No que concerne aos incêndios florestais, foram dissecados exaustivamente os incêndios de 2017, quer através do relatório da equipa do Prof. Xavier Viegas, quer através dos dois relatórios produzidos pela Comissão Técnica Independente, criada pela Assembleia da República, tendo sido formulado um amplo conjunto de sugestões e recomendada a adoção de vários tipos de medidas, de prevenção e de intervenção. Muitas delas estão por fazer.

Por outro lado, se é verdade que prevenção dos incêndios florestais passa muito por uma gestão florestal sustentável e de acordo com as boas práticas do setor, a verdade é que ela não pode prescindir de uma política séria de apetrechamento da proteção civil, dotando-a dos meios necessários para um combate eficaz do flagelo dos fogos.

10.1. Pôr em prática as medidas dos relatórios já produzidos Poremos em prática as medidas, ativas e passivas, de prevenção da ocorrência de incêndios florestais, de recrutamento e aprovisionamento de meios, de combate aos incêndios e de socorro e evacuação das populações em caso de incêndio, como vêm recomendadas naqueles relatórios.

10.2. Avaliar o trabalho da AGIF

A criação da Agência para a Gestão Integrada de Fogos Rurais (AGIF) veio aditar ao dispositivo de combate aos fogos florestais uma superstrutura que não se consegue perceber como se articula com a Autoridade Nacional de Proteção Civil, não se percebendo a cadeia de comando e de responsabilidade, na medida em que as respetivas competências se sobrepõem às de outras estruturas (ANPC, Bombeiros, ICNF), em vez de as complementarem. Procederemos a uma avaliação do trabalho da AGIF, com os agentes do setor, avaliando as alterações necessárias.

10.3. Alteração à orgânica da ANEPV

A alteração à orgânica da ANEPC deve ser revisitada. É fundamental que exista coerência territorial na intervenção dos diferentes agentes de proteção civil. Por outro lado, a estrutura desta entidade deve ser mais leve e menos complexa. Avaliaremos a alteração à orgânica da ANEPC e procederemos às necessárias retificações.

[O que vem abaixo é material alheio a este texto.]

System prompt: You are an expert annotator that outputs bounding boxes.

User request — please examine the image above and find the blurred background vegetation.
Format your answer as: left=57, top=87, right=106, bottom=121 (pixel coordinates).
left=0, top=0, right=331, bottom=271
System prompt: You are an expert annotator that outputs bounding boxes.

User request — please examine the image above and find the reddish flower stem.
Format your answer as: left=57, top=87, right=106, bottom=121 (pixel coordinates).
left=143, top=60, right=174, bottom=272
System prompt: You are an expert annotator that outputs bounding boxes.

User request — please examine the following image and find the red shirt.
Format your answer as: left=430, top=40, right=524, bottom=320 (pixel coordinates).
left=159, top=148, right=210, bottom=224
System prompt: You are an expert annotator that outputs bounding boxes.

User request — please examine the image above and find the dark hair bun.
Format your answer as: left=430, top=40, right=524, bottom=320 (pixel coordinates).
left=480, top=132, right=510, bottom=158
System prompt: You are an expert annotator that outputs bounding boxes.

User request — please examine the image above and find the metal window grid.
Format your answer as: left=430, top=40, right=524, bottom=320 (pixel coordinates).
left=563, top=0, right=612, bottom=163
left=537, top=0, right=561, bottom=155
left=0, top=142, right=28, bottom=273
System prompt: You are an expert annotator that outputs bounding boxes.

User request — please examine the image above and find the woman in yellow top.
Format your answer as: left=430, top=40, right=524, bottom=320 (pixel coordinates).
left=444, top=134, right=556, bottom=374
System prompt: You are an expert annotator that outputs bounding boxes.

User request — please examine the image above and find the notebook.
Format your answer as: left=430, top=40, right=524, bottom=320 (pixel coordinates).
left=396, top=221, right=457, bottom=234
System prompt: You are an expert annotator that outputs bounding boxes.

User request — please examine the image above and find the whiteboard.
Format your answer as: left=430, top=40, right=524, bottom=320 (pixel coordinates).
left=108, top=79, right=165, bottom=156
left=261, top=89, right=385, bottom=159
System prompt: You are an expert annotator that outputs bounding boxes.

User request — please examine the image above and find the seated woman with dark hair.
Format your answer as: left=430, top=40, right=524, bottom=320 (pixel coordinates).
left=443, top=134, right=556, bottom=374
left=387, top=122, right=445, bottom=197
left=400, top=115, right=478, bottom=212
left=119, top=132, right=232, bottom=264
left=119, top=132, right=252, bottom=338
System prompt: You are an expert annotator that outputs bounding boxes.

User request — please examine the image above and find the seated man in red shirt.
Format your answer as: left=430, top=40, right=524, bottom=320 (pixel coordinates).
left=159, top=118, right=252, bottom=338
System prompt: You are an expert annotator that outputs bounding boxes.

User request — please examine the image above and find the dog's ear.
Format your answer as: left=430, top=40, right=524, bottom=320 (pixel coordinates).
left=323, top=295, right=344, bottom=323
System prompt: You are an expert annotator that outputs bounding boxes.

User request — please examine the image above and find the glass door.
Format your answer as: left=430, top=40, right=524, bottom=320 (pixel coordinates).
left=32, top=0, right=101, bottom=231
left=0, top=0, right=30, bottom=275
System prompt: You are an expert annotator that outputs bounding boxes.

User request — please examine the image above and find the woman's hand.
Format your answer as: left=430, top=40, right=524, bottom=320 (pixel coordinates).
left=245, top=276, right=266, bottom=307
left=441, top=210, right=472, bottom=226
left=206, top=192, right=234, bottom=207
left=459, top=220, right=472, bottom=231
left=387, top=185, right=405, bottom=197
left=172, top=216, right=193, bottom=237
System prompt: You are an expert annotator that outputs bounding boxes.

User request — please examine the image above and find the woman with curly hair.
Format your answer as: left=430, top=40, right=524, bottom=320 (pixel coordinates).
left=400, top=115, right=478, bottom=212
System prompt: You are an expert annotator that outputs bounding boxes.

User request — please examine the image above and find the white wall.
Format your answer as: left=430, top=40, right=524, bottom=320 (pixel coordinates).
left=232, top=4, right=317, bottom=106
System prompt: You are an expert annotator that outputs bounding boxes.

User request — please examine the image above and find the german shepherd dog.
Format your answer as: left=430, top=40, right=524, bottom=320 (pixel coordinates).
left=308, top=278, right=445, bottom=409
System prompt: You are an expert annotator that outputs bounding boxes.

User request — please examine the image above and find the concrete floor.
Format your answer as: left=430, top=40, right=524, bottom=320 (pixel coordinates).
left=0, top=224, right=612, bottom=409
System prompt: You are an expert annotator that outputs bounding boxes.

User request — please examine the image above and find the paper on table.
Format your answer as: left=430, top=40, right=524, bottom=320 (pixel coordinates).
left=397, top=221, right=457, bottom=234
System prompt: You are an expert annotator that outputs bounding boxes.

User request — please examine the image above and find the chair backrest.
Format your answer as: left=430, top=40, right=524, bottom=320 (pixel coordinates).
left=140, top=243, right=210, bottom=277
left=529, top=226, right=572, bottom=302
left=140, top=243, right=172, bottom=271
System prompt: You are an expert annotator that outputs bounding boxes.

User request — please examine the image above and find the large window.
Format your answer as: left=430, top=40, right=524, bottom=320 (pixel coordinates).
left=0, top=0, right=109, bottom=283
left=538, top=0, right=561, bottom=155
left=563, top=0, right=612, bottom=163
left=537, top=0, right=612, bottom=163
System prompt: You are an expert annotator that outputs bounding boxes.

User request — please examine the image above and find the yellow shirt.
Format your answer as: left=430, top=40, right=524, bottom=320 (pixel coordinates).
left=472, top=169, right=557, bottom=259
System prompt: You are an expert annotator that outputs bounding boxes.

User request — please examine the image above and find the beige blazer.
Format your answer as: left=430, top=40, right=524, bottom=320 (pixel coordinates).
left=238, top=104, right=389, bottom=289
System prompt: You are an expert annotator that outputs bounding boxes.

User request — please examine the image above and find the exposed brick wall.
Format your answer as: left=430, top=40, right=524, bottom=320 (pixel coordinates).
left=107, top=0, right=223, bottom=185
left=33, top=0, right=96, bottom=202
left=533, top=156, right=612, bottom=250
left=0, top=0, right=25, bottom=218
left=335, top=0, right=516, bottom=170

10.4. Missão e estatuto da Força Especial de Bombeiros

Redefiniremos a missão e estatuto da Força Especial de Bombeiros, no sentido de existir um corpo de bombeiros profissional de cobertura nacional, com capacidade de mobilização para os cenários mais complexos.

10.5. Equipas de Combate a Incêndios das Associações Humanitárias

Apostaremos na profissionalização das Equipas de Combate a Incêndios das Associações Humanitárias, de forma a que estejam operacionais independentemente da época do ano.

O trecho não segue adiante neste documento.